Bruno DIATTA Ministre Chef du protocole de la Présidence de la République du Sénégal depuis plus de quarante ans est mort après une vie de servitudes au plus haut niveau de la Nation sénégalaise. Tous les témoignages unanimes faits à son endroit par ceux là qui l’ont connu et pratiqué, ont fait la part belle à ses compétences profondes, sa connaissance et sa maîtrise des rouages de l’Etat, sa tenue et sa retenue, son professionnalisme sans concession ainsi que sa courtoisie légendaire entre autres qualités qu’on lui connaît. Il reste et demeure un parfait spécimen rare de l’Homme d’Etat qui tend de plus en plus à disparaître dans notre sphère nationale. Quarante ans dans le Saint des saints de la République avec tout ce qu’on y voit, y entend, y découvre, y pratique, y sent, y perçoit SANS JAMAIS MOUFTER. Il fallait être BRUNO pour le faire. Quand on connaît la propension malsaine du sénégalais à RACONTER, MENTIR, EXTRAPOLER, INVENTER et AFFABULER à qui mieux mieux, on ne peut qu’être ADMIRATIF devant BRUNO qui savait TOUT et qui n’a jamais RIEN DIT… C’est pourquoi de tous les hommages qui lui ont été rendus, tous d’égale dignité parce qu’écrits et prononcés avec le cœur, celui du Président de la République aura assurément été le plus poignant. Prononcée par le Premier Magistrat du pays qui venait de perdre son plus proche collaborateur, cette adresse était plus qu’une oraison funèbre. C’était une élégie que dis-je une Homélie très didactique pour qui sait lire dans l’écrit. …Des voix et des plumes plus autorisées que la mienne ont déjà livré une analyse approfondie de cette merveilleuse prose présidentielle pour m’épargner d’y revenir.
Assurément, Il nous faudra apprendre de Bruno car il va falloir se lever de très bon matin pour trouver encore des sénégalais comme BRUNO LE MAGNIFIQUE.
Le spectacle pitoyable des comportements scandaleux que nous observons dans notre vécu quotidien avec « les révélations» très souvent fabriquées de toutes pièces, juste pour nuire, les insultes, philippiques, pancraces et autres empoignades physiques qui y sont devenus tellement fréquents qu’ils en deviennent banals et tendent à être le lot quotidien de l’Homo sénégalensis. Et cela à toutes les stations de la vie publique, qu’elles soient politiques , religieuses, sociales et j’en passe. Le comportement ordurier et le mot n’est pas trop fort, est devenu une marque de fabrique de l’Homme Public sénégalais qui a tout du Voyou.

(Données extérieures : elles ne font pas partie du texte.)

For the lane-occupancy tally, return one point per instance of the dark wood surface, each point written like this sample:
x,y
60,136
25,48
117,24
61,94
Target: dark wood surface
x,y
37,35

AH si BRUNO n’avait pas existé, la République serait dans la rue et dans les poubelles pour sûr. Car s’il y’a une chose que nos compatriotes du moins la plupart d’entre eux ne savent pas garder c’est le SECRET. La preuve, malgré BRUNO, certains secrets qui auraient dû rester d’alcôve sont étalés sur la place publique par ceux là mêmes qui auraient dû être les premiers à les taire. D’où vient le fameux : «nos soucis d’argent sont terminés» ?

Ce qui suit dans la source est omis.